To be able to render .ipynb files to .pdf you need to install a LaTeX distribution. These can be quite large, so we will opt to use tinytex, a light-weight cross-platform, portable, and easy-to-maintain LaTeX distribution based on TeX Live.

MacOS: To install tinytex we need to make sure that /usr/local/bin is writable. To do this, type the following in the terminal:

sudo chown -R $(whoami):admin /usr/local/bin

Note: You might be asked to enter your password during installation.

All operating systems: To install LaTeX, open JupyterLab by typing jupyter lab in the Anaconda Prompt (Windows) or terminal (MacOS and Ubuntu) and press Enter. Then from JupyterLab, open an R console, type the commands listed below, and press Shift + Enter to install tinytex:

tinytex::install_tinytex()
tinytex::tlmgr_install(c("eurosym", 
                         "adjustbox",
                         "caption",
                         "collectbox",
                         "enumitem",
                         "environ",
                         "fp",
                         "jknapltx",
                         "ms",
                         "oberdiek",
                         "parskip",
                         "pgf",
                         "rsfs",
                         "tcolorbox",
                         "titling",
                         "trimspaces",
                         "ucs",
                         "ulem",
                         "upquote"))

Ubuntu: To append the TinyTex executables to our PATH we need to edit our .bashrc file. The TinyTex executables are usually installed in ~/bin. Thus, add the lines below to the bottom of your .bashrc file (which you can open by nano ~/.bashrc and save the file:

# Append TinyTex executables to the path
export PATH="$PATH:~/bin"

Note: If you used nano to open your .bashrc file, follow the keyboard shortcuts at the bottom of the nano text editor to save and close the file.

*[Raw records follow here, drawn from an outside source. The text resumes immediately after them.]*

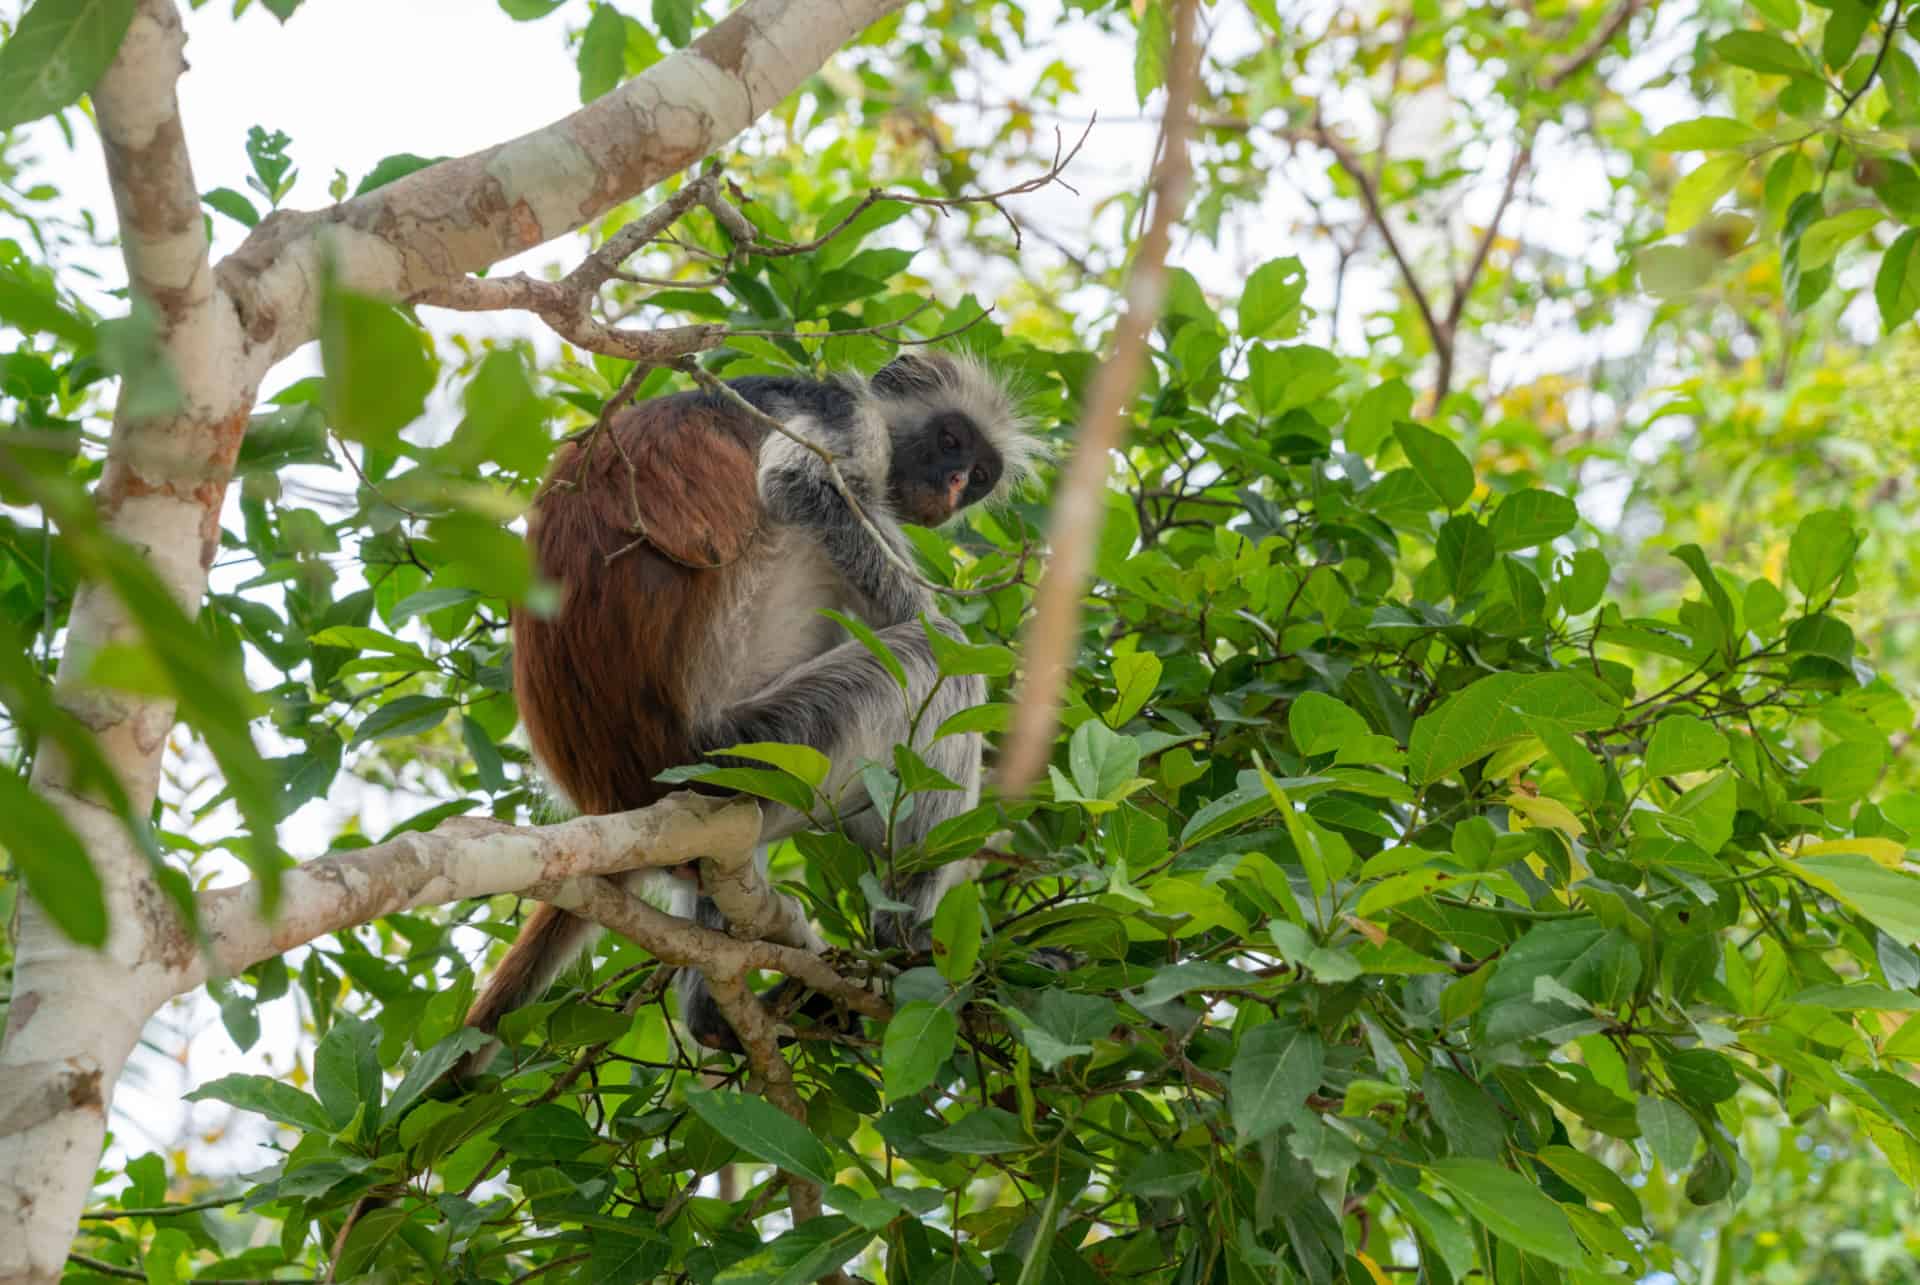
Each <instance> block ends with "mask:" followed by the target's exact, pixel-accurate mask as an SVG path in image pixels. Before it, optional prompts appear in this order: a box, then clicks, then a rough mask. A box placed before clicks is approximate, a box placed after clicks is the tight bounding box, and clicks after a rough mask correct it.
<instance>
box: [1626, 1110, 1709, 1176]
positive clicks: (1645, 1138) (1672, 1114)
mask: <svg viewBox="0 0 1920 1285" xmlns="http://www.w3.org/2000/svg"><path fill="white" fill-rule="evenodd" d="M1634 1116H1636V1118H1638V1120H1640V1135H1642V1137H1644V1139H1647V1147H1651V1149H1653V1156H1655V1158H1657V1160H1659V1162H1661V1164H1663V1166H1665V1168H1667V1172H1668V1174H1680V1172H1682V1170H1686V1166H1690V1164H1692V1162H1693V1149H1695V1147H1699V1126H1697V1124H1693V1116H1692V1114H1688V1110H1686V1106H1682V1104H1680V1103H1674V1101H1668V1099H1665V1097H1642V1099H1640V1103H1638V1104H1636V1108H1634Z"/></svg>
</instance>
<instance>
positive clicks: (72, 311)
mask: <svg viewBox="0 0 1920 1285" xmlns="http://www.w3.org/2000/svg"><path fill="white" fill-rule="evenodd" d="M46 2H48V0H42V8H44V6H46ZM0 323H6V325H10V327H15V328H19V330H25V332H27V334H52V336H56V338H61V340H67V342H69V344H73V346H75V348H77V350H79V352H92V348H94V327H92V323H88V321H84V319H81V317H79V315H75V313H73V311H69V309H67V307H65V305H63V303H61V302H60V300H58V298H56V296H54V290H52V288H50V286H44V288H42V286H38V284H36V282H33V280H29V279H27V277H21V275H17V273H12V271H8V269H0Z"/></svg>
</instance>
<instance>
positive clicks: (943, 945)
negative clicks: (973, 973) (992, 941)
mask: <svg viewBox="0 0 1920 1285" xmlns="http://www.w3.org/2000/svg"><path fill="white" fill-rule="evenodd" d="M985 928H987V918H985V916H983V914H981V909H979V884H975V882H966V884H954V885H952V887H948V889H947V895H945V897H941V905H939V907H937V909H935V910H933V966H935V968H939V970H941V976H943V978H947V980H948V982H954V983H958V982H966V980H968V978H970V976H973V964H977V962H979V947H981V937H983V933H985Z"/></svg>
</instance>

13.4 Finishing up installation

It is good practice to restart all the programs you used when installing this software stack before you proceed to doing your data analysis. This includes restarting JupyterLab as well as the terminal (MacOS and Ubuntu) or the Anaconda Prompt (Windows). This will ensure all the software and settings you put in place are correctly sourced.

13.5 Downloading the worksheets for this book

The worksheets containing practice exercises for this book can be downloaded by visiting https://github.com/UBC-DSCI/data-science-a-first-intro-worksheets, clicking the green “Code” button, and then selecting “Download ZIP.” The worksheets are contained within the compressed zip folder that will be downloaded. Once you unzip the downloaded file, you can open the folder and run each worksheet using Jupyter. See Chapter 11 for instructions on how to use Jupyter.